I’m only just now learning how to balance my love of things without said things overwhelming me. There’s a potential hoarder in me and I’m always trying to keep her at bay. Keeping things in these little bottles is a great way to satisfy those urges without filling the whole house with stuff. So says the woman who cannot see any surface in her room because there are over 50 plant pots containing seedlings covering most available space…
Life hasn’t all been checking out lovely beaches though. I’ve now been back at work for two weeks. Kinda. The first week I did a total of about 12 hours, the second week I did 16. I’m building up shall we say. Either fortunately or unfortunately, I can’t decide which, there isn’t much to do there so I’m using some of the annual leave that’s been sitting waiting for me during lockdown. I’m keeping a very open mind with regards to the future of my employment, but I absolutely refuse to worry about it. No more overthinking for me, thank you very much.

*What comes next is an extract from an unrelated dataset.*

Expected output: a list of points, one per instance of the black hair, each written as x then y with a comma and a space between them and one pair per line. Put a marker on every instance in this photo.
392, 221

I think it’s gardening that has enabled me to turn my brain off when it goes into overdrive (see, you must have known I’d get back to gardening sooner or later) because it keeps me literally grounded. It’s the only time I more often than not have a simple tune in my head and don’t think about the past or the future at all. Unless, of course, I’m making future gardening plans. Most of the time I’m just relishing the smell of the soil, the neighbours’ roses, listening to the humming of bees, laughing at the drama going on between the birds and generally just having a lovely time. It’s also an investment in the future. When you plant something, you’re saying ‘I intend to be around to see this bloom’, even if it’s something that will take years to mature. As someone who hated waking up for another day, because it meant another day of feeling awful, this is a massive deal. Depression is a bitch.
Our garden was already sparrow central, but since I finally had a bird bath delivered it’s become the place to be. Although, the sparrows do prefer to bathe in the dust for some reason…
I think as the garden evolves I’m going to have to leave a patch of dirt especially for these guys. I don’t think I have the heart to take it away, especially as they bring me so much joy every single day.
I also didn’t have the heart to remove a caterpillar from my kale (at least I finally found out what’s been munching it) so next year I will grow a special sacrificial kale. That way, when I find a caterpillar on the eating kale, I can transfer it to the special caterpillar kale. It makes sense to me anyway!
My favourite garden development since I last wrote is my garden table display. I drilled holes in the bottom of teapots for drainage and planted them up with any young plants I had handy. There’s a Nasturtium ‘Ladybird Rose’ (can’t wait for that to flower and see the petals against the blue of the teapot), a mystery seedling (I forgot to label it when I planted it) and an Ipomoea ‘Black Knight’. Again, that one should be pretty special once it blooms.
Looking at the teapot lids strewn across the ground, I needed something to do with them too. Then it came to me – cane toppers! My mum warned me to put on cane toppers when I first started staking the tomatoes, but I didn’t get around to adding any until I stabbed myself in the face with a bamboo cane. At least I didn’t poke myself in the eye.
That reminds me – THE TOMATOES HAVE FLOWERED! I planted them really late, from seeds I took from tomatoes bought from the supermarket. I wondered if they’d grow quickly enough to flower at all, and now I’m one step closer to having fruit. It’s so bloody exciting.
Straight after work one morning I went on a lovely walk where apart from getting some exercise and fresh air, I took home inspiration for the garden. I never really looked closely at wild carrots before, but they’re actually beautiful.
When I got home I ordered a pack which provided me with a mere 2000 seeds. They have so many different stages and different colours, I can’t wait to have them at home and study in detail every moment from spring to autumn.
Right, it’s bedtime now so I’ll leave it there. I’m off to dream about gardens (no really, I dream about gardening most nights). I’ve got it bad!